The research team, led by Italian scientists, modified the LIMK1 protein, which is normally active in the brain and has a key role in memory, to add a “molecular switch” that is activated by the administration of rapamycin, a drug known for its various antagonists. -The effects of aging on the brain.
In animals suffering from age-related cognitive decline, the use of this gene therapy led to a “significant improvement in memory,” according to the lead author of the study, Christian Riboli, from the Sacro-Curie Catholic University (Italy), quoted by the Efe agency. .
The researchers stressed that the research “has great potential applications, improving our understanding of memory function and facilitating the identification of innovative solutions for neuropsychiatric diseases such as dementia.”
The team leader, Clauido Grassi, from Agostino Gemelli University (Italy), explained, “Memory is a complex process that involves modifications in synapses (connections between neurons) in specific areas of the brain, such as the hippocampus, which has a basic function.” Role in memory formation.

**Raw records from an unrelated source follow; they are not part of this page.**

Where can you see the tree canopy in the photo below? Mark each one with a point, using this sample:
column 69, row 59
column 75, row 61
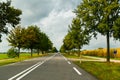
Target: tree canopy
column 29, row 38
column 100, row 16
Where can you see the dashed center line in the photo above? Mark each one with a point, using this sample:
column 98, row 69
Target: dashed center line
column 77, row 71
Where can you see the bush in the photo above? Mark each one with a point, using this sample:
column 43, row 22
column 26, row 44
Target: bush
column 12, row 53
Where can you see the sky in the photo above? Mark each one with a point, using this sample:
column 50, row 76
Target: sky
column 53, row 18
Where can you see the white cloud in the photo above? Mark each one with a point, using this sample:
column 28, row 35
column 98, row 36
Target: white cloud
column 56, row 25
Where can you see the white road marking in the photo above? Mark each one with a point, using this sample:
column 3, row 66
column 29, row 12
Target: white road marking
column 30, row 69
column 69, row 62
column 77, row 71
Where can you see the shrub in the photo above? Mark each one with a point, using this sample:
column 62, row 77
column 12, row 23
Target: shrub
column 12, row 53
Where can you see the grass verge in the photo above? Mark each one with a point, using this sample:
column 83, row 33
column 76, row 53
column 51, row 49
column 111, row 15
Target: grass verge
column 102, row 70
column 5, row 60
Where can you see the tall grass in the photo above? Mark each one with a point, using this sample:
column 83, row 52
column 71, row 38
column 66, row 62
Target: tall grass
column 102, row 52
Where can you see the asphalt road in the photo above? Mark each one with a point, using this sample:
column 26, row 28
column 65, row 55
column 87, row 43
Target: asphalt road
column 54, row 67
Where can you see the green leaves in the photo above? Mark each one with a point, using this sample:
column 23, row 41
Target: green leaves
column 29, row 38
column 100, row 16
column 8, row 15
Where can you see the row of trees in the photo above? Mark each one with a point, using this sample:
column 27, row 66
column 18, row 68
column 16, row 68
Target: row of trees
column 29, row 38
column 99, row 16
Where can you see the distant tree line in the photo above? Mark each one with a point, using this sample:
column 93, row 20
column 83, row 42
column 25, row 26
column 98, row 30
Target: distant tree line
column 93, row 17
column 29, row 38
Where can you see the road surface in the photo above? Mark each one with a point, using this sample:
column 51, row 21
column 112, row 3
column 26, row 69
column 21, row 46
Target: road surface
column 53, row 67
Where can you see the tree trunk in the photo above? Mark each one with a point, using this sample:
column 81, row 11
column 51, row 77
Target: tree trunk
column 18, row 52
column 42, row 52
column 31, row 52
column 38, row 51
column 108, row 46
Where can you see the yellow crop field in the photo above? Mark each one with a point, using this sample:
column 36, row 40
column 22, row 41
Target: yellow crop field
column 101, row 52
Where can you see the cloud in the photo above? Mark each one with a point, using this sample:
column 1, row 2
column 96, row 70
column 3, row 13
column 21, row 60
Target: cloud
column 56, row 25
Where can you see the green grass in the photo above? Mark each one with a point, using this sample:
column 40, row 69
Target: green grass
column 102, row 70
column 76, row 57
column 5, row 60
column 71, row 56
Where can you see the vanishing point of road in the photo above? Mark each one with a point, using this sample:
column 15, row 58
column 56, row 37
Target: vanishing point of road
column 53, row 67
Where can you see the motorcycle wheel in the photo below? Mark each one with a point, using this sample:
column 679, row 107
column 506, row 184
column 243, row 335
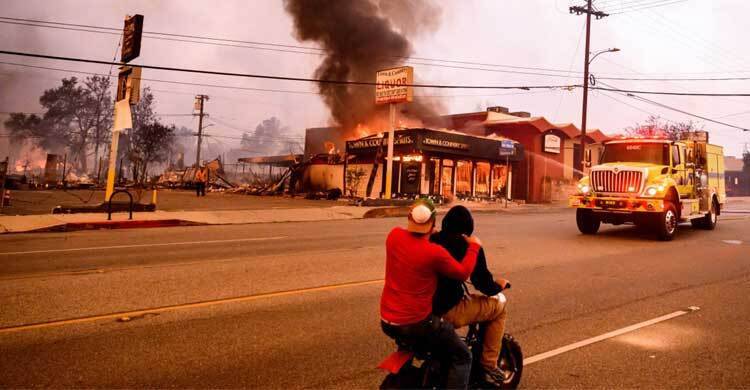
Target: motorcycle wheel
column 510, row 362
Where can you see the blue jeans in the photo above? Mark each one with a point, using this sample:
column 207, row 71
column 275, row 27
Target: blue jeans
column 444, row 342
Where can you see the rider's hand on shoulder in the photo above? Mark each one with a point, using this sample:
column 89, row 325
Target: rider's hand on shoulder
column 473, row 240
column 503, row 283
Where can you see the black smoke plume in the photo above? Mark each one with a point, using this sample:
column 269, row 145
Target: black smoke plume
column 361, row 37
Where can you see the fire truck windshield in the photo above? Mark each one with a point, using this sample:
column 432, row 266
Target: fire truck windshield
column 652, row 153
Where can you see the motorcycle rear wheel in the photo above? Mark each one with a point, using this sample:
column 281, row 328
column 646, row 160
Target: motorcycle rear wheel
column 510, row 362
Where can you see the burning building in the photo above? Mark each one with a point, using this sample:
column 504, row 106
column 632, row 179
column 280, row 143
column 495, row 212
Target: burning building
column 426, row 161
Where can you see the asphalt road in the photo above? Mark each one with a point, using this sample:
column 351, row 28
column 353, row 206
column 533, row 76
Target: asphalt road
column 295, row 305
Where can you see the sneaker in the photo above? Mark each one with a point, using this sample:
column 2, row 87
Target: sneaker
column 494, row 377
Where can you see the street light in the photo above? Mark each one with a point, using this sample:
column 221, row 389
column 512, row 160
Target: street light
column 586, row 96
column 612, row 50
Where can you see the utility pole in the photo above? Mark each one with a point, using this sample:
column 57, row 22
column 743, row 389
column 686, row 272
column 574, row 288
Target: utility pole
column 588, row 10
column 199, row 101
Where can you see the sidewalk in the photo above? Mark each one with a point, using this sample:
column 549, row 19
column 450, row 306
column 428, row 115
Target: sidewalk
column 72, row 222
column 68, row 222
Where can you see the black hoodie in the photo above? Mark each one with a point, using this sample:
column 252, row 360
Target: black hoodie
column 456, row 223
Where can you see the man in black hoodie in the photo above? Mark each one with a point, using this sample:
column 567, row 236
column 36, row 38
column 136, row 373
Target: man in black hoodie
column 453, row 302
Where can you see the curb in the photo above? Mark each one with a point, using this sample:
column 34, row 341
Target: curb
column 76, row 226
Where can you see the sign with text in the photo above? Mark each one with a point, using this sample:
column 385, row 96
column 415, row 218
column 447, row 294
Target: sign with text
column 394, row 85
column 378, row 141
column 507, row 148
column 552, row 143
column 131, row 38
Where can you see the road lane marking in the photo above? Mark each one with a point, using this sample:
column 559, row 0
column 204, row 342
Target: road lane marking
column 194, row 305
column 608, row 335
column 141, row 245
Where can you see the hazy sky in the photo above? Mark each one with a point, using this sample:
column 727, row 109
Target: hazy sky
column 690, row 38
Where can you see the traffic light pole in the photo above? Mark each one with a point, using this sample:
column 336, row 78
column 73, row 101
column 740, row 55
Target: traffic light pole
column 202, row 99
column 588, row 10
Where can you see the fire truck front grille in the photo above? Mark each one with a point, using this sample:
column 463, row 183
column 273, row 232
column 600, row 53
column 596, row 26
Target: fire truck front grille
column 620, row 182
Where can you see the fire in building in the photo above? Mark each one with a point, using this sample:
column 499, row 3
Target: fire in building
column 489, row 154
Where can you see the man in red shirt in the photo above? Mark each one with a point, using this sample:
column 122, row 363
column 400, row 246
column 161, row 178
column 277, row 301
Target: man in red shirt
column 412, row 267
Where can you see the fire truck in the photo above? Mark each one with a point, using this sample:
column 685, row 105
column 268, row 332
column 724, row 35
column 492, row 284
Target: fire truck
column 654, row 183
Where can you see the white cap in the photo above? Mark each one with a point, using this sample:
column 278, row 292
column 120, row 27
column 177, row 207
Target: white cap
column 421, row 214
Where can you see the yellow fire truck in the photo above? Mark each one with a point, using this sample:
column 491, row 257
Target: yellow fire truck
column 654, row 183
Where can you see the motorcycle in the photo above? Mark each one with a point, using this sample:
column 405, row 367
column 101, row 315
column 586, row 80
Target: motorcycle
column 414, row 366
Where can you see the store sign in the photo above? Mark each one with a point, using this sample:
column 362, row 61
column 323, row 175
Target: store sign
column 376, row 142
column 507, row 148
column 411, row 176
column 444, row 143
column 394, row 85
column 552, row 143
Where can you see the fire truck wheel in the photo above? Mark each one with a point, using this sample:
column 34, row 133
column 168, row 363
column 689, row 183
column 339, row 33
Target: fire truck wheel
column 667, row 222
column 708, row 222
column 587, row 222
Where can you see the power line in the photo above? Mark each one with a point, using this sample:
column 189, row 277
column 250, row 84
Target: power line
column 671, row 93
column 409, row 59
column 28, row 22
column 688, row 113
column 646, row 6
column 232, row 87
column 361, row 83
column 681, row 111
column 269, row 77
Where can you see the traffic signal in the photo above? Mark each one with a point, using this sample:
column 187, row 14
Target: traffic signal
column 131, row 38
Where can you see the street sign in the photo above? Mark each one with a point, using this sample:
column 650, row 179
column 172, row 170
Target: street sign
column 131, row 38
column 394, row 85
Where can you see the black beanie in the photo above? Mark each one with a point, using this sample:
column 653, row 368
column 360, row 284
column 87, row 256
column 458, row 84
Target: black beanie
column 458, row 220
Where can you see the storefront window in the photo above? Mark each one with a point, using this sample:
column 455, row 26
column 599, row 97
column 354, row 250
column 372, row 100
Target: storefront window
column 447, row 180
column 483, row 180
column 463, row 178
column 499, row 177
column 434, row 180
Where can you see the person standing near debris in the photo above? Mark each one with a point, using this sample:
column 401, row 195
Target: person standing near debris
column 201, row 178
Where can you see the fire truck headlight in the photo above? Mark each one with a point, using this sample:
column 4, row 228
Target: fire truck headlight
column 654, row 190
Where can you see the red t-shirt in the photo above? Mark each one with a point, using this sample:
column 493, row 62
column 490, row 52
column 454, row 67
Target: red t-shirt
column 412, row 266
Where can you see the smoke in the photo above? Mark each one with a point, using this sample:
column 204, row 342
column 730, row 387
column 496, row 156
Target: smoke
column 361, row 37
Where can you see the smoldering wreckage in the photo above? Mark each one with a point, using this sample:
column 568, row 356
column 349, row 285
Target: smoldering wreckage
column 493, row 154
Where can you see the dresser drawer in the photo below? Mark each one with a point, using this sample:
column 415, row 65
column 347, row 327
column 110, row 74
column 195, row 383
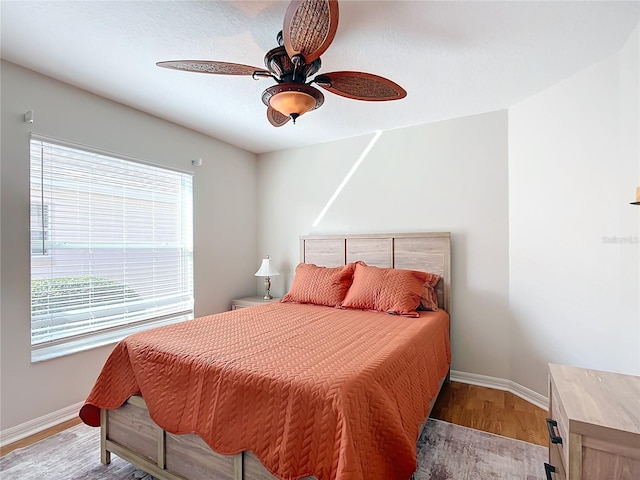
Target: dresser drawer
column 596, row 432
column 562, row 427
column 556, row 460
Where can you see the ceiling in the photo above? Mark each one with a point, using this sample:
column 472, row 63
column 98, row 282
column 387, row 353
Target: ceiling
column 453, row 58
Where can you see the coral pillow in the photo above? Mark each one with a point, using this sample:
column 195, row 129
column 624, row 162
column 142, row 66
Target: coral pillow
column 320, row 285
column 386, row 290
column 429, row 300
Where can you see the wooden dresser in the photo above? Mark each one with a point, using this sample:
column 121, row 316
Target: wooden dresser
column 594, row 425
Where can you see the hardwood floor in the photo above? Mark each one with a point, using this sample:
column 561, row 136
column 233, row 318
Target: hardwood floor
column 38, row 436
column 482, row 408
column 493, row 411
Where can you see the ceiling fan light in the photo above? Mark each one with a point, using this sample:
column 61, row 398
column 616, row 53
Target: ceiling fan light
column 292, row 103
column 292, row 99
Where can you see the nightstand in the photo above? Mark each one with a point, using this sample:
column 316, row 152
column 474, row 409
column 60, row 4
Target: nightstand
column 597, row 420
column 250, row 302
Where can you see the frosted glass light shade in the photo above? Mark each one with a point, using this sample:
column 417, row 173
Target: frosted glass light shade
column 292, row 103
column 267, row 269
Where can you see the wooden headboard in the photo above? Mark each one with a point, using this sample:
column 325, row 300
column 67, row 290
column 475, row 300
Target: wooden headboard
column 428, row 252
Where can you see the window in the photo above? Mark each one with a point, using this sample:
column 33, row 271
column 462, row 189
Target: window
column 111, row 244
column 39, row 228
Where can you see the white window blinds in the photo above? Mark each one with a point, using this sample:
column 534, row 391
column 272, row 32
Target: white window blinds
column 111, row 243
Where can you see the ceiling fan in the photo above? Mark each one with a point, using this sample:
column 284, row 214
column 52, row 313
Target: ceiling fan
column 308, row 30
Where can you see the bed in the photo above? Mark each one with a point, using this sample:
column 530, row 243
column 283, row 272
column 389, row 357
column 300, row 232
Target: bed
column 231, row 403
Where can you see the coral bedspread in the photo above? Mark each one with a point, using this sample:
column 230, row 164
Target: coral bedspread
column 311, row 390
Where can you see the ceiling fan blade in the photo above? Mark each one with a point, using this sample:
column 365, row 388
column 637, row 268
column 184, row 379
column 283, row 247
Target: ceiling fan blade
column 217, row 68
column 309, row 27
column 276, row 118
column 361, row 86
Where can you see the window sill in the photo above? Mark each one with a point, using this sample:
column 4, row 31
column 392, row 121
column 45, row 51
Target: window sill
column 48, row 351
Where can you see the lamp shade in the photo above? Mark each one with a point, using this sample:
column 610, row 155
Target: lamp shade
column 267, row 269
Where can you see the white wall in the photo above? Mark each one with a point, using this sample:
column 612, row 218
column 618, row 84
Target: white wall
column 531, row 199
column 224, row 223
column 574, row 163
column 446, row 176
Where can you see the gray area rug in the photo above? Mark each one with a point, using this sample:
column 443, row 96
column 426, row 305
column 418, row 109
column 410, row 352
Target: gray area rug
column 446, row 452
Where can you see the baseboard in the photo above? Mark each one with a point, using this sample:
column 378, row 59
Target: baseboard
column 39, row 424
column 502, row 384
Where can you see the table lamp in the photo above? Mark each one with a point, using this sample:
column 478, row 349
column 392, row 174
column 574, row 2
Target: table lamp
column 267, row 270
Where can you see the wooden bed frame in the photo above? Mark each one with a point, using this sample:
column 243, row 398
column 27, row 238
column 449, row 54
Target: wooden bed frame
column 130, row 433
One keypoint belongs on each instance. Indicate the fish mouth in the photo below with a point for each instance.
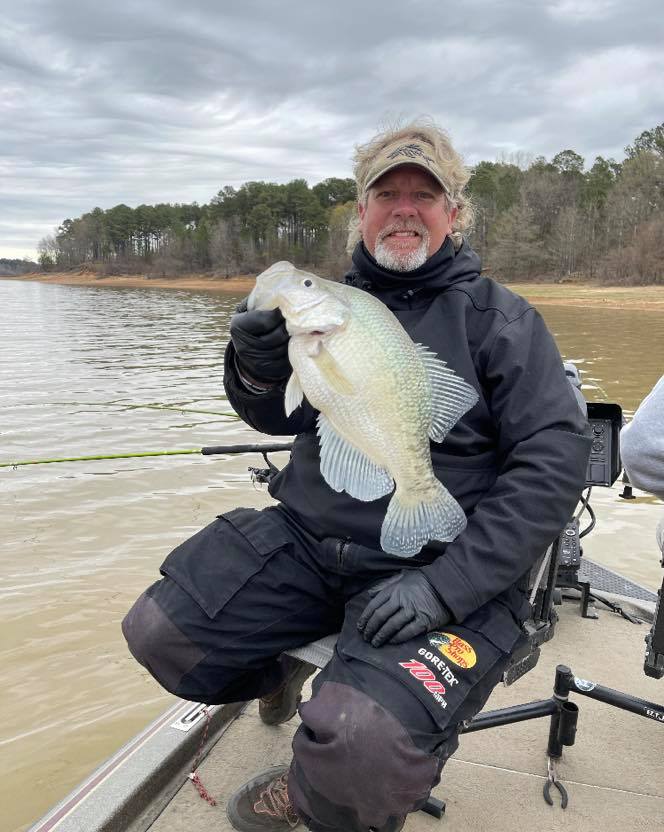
(309, 331)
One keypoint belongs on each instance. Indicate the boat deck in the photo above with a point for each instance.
(614, 773)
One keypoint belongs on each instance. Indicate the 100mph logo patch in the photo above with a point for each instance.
(422, 673)
(454, 648)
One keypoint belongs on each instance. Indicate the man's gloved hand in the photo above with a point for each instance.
(261, 343)
(403, 606)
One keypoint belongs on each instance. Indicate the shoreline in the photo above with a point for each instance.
(540, 294)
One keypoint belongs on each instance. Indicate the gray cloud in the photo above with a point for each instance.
(164, 101)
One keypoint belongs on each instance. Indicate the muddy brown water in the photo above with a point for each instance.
(89, 370)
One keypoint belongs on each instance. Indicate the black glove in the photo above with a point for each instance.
(261, 343)
(402, 607)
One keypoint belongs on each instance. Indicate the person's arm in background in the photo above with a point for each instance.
(642, 443)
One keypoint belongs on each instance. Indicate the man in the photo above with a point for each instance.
(423, 640)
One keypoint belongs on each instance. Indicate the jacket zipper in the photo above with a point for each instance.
(342, 545)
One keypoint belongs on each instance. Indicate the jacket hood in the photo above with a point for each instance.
(442, 270)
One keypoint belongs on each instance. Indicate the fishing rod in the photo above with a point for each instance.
(207, 451)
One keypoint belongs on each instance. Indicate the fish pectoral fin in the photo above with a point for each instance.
(408, 526)
(345, 468)
(332, 373)
(451, 396)
(294, 394)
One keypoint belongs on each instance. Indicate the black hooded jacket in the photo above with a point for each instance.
(516, 461)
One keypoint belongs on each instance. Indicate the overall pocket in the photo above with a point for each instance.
(214, 564)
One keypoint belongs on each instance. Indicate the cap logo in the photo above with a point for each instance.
(411, 151)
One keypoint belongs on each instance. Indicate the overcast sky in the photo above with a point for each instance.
(145, 101)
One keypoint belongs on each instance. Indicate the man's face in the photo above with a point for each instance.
(406, 218)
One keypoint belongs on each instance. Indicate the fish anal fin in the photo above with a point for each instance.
(409, 526)
(345, 468)
(294, 394)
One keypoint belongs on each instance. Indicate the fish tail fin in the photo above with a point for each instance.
(409, 525)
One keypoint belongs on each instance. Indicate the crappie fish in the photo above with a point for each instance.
(381, 398)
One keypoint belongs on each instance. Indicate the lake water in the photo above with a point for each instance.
(95, 371)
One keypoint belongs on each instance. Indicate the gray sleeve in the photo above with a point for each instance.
(642, 443)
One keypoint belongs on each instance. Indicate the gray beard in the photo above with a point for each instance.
(402, 262)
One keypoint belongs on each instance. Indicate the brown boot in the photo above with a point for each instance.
(263, 804)
(281, 705)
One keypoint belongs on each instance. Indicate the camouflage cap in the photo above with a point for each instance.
(404, 152)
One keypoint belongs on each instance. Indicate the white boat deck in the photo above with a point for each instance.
(614, 773)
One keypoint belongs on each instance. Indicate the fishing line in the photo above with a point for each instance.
(208, 451)
(152, 406)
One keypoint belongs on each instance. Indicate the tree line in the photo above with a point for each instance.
(535, 218)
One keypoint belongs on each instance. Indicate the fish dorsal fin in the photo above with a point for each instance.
(333, 373)
(451, 396)
(294, 394)
(345, 468)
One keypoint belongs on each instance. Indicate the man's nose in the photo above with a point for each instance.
(404, 206)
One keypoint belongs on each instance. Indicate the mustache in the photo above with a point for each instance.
(412, 225)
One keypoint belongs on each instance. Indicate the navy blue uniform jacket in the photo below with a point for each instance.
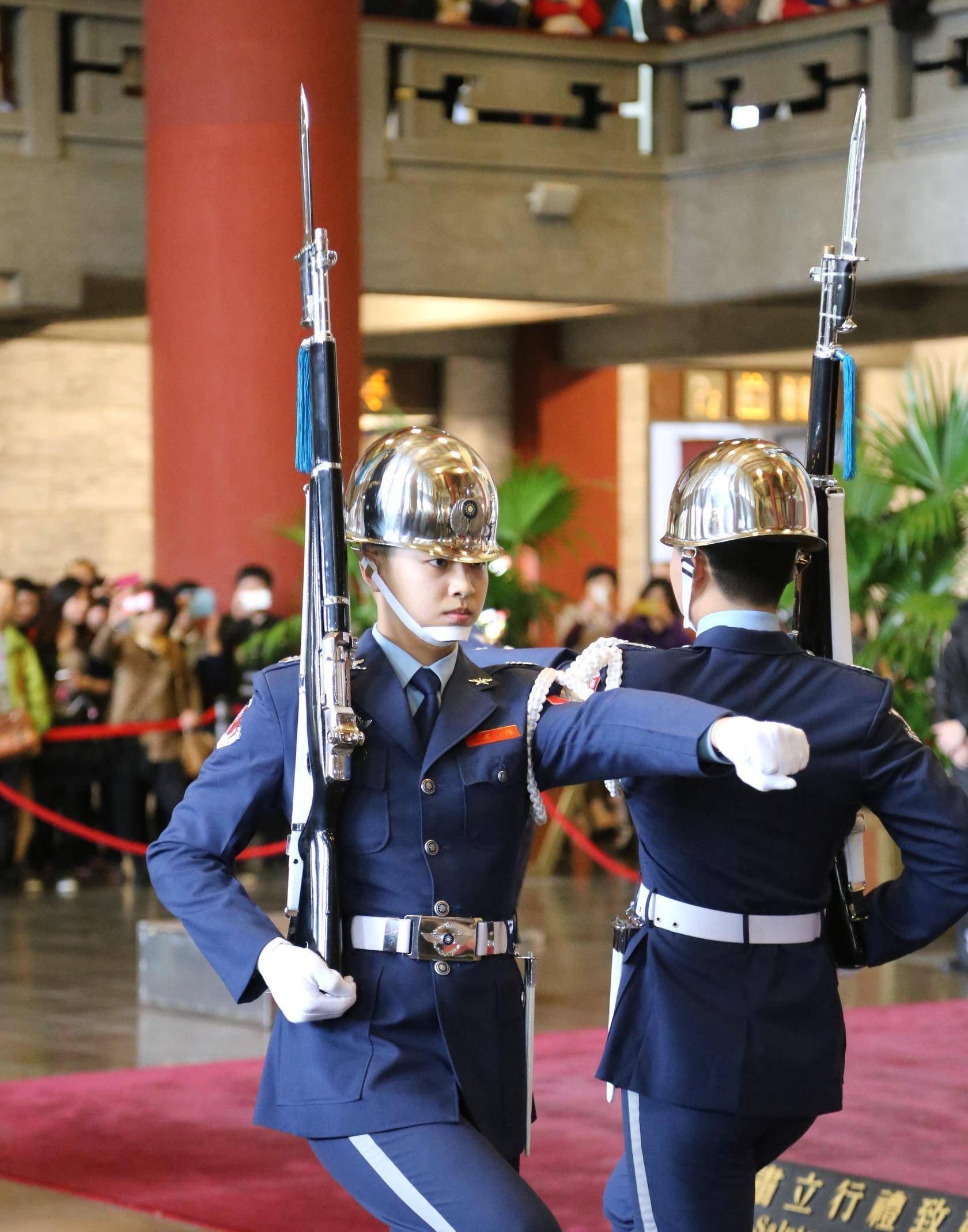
(415, 1041)
(759, 1029)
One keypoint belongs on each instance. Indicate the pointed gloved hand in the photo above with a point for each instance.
(304, 987)
(765, 755)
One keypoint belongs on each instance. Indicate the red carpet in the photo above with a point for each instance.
(178, 1140)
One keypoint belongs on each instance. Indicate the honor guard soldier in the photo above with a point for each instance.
(728, 1034)
(407, 1072)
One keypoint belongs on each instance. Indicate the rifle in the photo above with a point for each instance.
(327, 731)
(823, 609)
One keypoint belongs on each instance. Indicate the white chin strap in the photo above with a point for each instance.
(430, 634)
(689, 571)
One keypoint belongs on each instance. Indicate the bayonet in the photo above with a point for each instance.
(327, 731)
(307, 233)
(316, 258)
(823, 612)
(837, 271)
(855, 169)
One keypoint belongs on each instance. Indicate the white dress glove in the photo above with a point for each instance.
(304, 987)
(765, 755)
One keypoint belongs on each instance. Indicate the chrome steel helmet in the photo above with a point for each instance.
(743, 490)
(423, 488)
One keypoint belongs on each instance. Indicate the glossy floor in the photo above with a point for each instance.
(69, 991)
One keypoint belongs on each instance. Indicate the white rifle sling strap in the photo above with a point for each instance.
(575, 687)
(840, 598)
(584, 676)
(842, 647)
(301, 776)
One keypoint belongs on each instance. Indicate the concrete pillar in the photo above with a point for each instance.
(633, 482)
(224, 223)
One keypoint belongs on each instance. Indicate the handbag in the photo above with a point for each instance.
(18, 736)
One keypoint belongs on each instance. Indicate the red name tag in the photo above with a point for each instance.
(492, 736)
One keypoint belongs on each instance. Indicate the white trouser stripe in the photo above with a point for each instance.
(641, 1183)
(388, 1171)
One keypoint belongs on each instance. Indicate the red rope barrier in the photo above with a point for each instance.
(110, 840)
(268, 849)
(585, 843)
(105, 731)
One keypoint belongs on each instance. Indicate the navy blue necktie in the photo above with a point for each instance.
(428, 684)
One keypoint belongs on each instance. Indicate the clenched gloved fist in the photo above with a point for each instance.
(765, 755)
(304, 987)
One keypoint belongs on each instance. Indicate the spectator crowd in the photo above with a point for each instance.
(655, 20)
(94, 651)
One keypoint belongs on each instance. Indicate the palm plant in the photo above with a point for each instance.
(535, 502)
(905, 534)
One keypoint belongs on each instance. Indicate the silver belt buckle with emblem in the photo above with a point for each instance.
(453, 938)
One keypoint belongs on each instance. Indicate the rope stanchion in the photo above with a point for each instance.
(107, 731)
(581, 840)
(110, 840)
(268, 849)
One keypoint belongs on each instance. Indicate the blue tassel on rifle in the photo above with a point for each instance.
(304, 413)
(850, 413)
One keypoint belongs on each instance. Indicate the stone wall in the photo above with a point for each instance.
(75, 450)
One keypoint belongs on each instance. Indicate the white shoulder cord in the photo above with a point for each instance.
(577, 683)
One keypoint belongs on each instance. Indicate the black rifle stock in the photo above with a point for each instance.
(822, 614)
(327, 722)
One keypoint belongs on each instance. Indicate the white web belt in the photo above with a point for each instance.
(712, 926)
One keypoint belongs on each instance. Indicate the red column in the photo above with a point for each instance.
(224, 225)
(570, 417)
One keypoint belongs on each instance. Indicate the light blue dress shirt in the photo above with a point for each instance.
(763, 623)
(405, 667)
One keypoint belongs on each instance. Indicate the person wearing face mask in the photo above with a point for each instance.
(412, 1060)
(593, 616)
(152, 681)
(251, 613)
(655, 619)
(65, 773)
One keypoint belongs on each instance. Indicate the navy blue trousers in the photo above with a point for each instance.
(442, 1177)
(687, 1169)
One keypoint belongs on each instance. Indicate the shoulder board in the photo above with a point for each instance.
(907, 727)
(283, 663)
(849, 667)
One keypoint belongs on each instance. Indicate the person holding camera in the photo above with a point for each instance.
(152, 681)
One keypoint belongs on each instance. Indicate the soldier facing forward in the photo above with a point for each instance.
(407, 1074)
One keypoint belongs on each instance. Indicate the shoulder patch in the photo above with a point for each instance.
(233, 732)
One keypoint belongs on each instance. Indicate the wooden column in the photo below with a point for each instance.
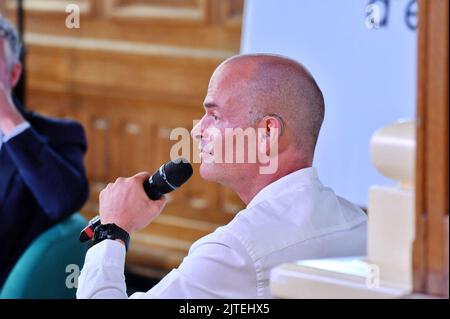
(431, 243)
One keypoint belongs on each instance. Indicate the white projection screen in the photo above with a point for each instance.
(363, 56)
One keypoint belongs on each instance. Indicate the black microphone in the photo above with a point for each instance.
(169, 177)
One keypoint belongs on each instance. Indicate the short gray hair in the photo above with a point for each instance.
(13, 45)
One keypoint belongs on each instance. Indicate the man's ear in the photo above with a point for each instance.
(269, 131)
(15, 73)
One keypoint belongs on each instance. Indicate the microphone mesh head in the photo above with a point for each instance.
(178, 171)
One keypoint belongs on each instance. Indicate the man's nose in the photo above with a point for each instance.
(196, 131)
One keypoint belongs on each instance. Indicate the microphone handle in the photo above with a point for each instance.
(151, 191)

This phenomenon, known as synaptic plasticity, involves changes in the structure and function of synapses that occur when a neural circuit is activated, for example, by sensory experiences. These experiences promote the activation of complex signaling pathways in which many proteins are involved.
Some of these proteins are particularly important for memory and one of them is LIMK1, due to its role in the formation of dendritic spines in neurons, which improves the transmission of information in neural networks and is crucial in learning and memory learning processes.
Grassi explained that the goal of the study is to regulate the activity of this protein and the ability to control it using medication, which means “the ability to enhance synaptic plasticity, and thus the physiological processes that depend on it.”
The key to this strategy, which combines genetics and chemistry, is related to the use of rapamycin. Modifying the LIMK1 protein by introducing a molecular switch that allows it to be activated by rapamycin administration.
This approach allows manipulation of synaptic plasticity and memory processes in physiological and pathological conditions, as well as “paving the way for the development of new ‘designer’ proteins that could revolutionize research and treatment in the field of neuroscience,” Riboli stressed.
The next step will be to verify the effectiveness of this treatment in experimental models of neurodegenerative diseases that cause memory “deficits”, such as Alzheimer’s disease.
Furthermore, further studies will be needed to validate the use of this technology in humans.